Как бы мы не уговаривали папу оставить овечку с нами еще на чуть – чуть, все же пришла пора возвращать ее пастуху. Тем летом мы собрались ехать на море – с кем бы мы оставили Майку?

- В стаде ей будет хорошо, погрустит первое время и освоится,- говорил папа, гладя круглую кучерявую Майкину спину. – Мы будем к ней приезжать! – успокаивал он нас.

На том и порешили – отдать Майку, но навещать ее каждые выходные. Как рассказывал нам пастух, поначалу Майка сторонилась других овец, отказывалась есть и упрямилась ходить на пастбище. Но потом привыкла и к исходу осени уже носила в себе маленького барашку. Мы приезжали к ней сначала часто, а потом все реже – родители были заняты работой, мы – снова учебой. Последний раз мы видели Майку в октябре.

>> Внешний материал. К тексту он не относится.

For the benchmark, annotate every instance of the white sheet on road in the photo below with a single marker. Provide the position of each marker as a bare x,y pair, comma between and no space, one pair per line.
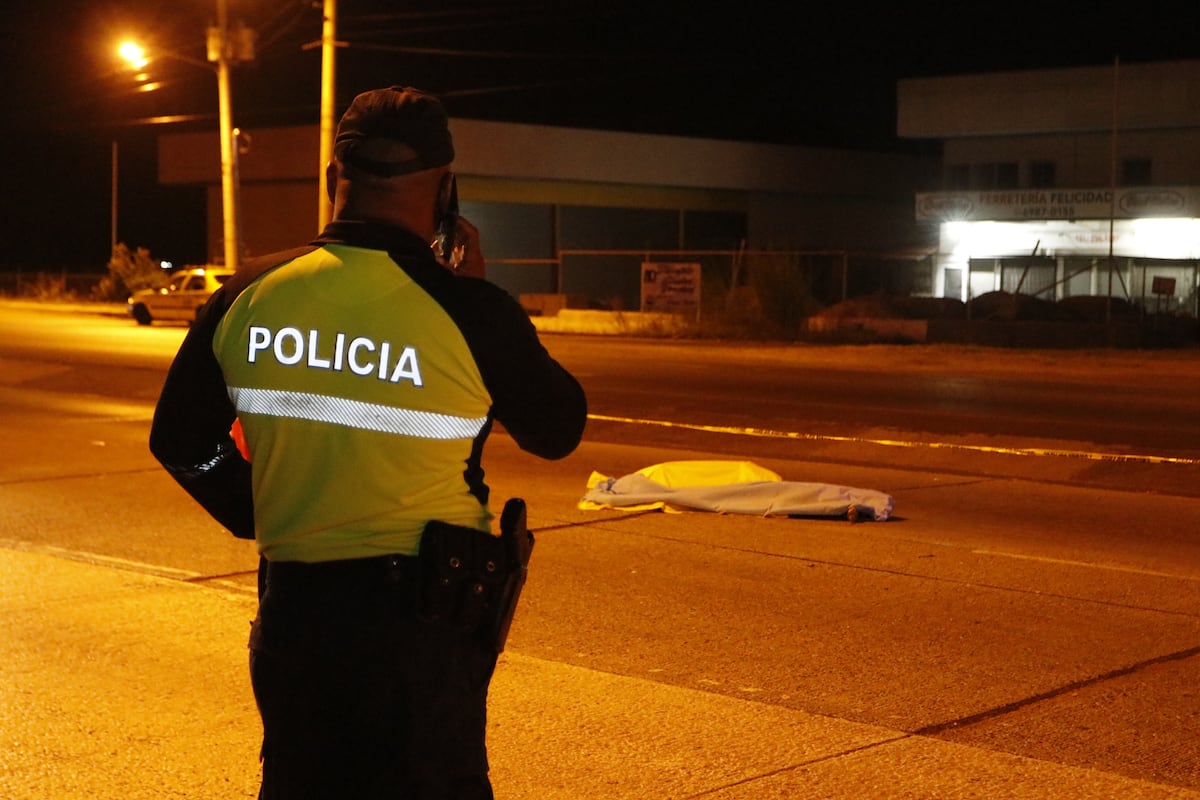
731,487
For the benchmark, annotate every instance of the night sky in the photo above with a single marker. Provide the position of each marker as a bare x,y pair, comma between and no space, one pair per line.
790,73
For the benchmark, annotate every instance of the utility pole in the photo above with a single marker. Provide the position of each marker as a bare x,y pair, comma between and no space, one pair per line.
226,49
328,91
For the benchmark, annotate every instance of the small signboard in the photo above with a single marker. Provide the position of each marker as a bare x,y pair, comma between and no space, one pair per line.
671,287
1163,286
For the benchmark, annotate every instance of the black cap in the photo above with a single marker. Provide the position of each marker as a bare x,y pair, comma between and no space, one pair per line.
399,114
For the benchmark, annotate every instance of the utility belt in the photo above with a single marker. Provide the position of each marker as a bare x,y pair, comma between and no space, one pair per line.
472,579
462,577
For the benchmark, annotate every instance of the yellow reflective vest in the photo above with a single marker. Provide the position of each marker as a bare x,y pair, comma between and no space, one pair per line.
360,404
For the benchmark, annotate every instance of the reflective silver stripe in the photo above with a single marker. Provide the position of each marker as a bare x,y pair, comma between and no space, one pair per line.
354,414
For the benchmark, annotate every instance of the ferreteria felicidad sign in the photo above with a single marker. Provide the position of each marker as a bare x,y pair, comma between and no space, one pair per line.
1132,203
670,287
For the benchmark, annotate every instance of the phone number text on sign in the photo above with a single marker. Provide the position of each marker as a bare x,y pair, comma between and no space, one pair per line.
670,286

- Майка! Маечка! – громко позвала мама и из пастушьего стада раздалось Майкино «Беее!». Высокое, с переливами, оно отличалось от блеяния других овец . Круглобокая , она вышла к маме и на манер собаки уткнула морду ей в коленки. – Как ты тут, дорогая? – гладила ее по курчавой голове мама. Овечка что-то блеяла в ответ и мы будто бы понимали, о чем она рассказывает…

Разродилась от бремени Майка в январе. В ту пору в наших лесах развелось много волков , падких на легкую фермерскую добычу. Волки не боялись выходить в село и потрошили курятники и загоны. В одну из ночей на Майкино стадо напала волчья стая – через дыру в хлеву они пробрались внутрь стойла и устроили кровавую бойню. Пастух выскочил на шум из дома с ружьем, но овцам уже ничем нельзя было помочь…

Еще не зная о случившемся, мы собирались ехать навещать нашу любимицу. Мама приготовила ей корзину с обожаемыми ей капустой и морковкой, сверху положила пучок свежего укропа с балконной рассады.

- Девочки, а где Майкин поводок?- крикнула она из прихожей, не найдя привычно висящую на гвоздике у входной двери красную атласную ленту. Мы стали его искать – поводка не было ни за тумбочкой у двери, ни под шкафом, ни на балконе. А потом пришел папа и молча сел в прихожей на стул, опустив голову.

- Майка – все, - тихо сказал он, замерев взглядом на сиротливой шляпке гвоздя.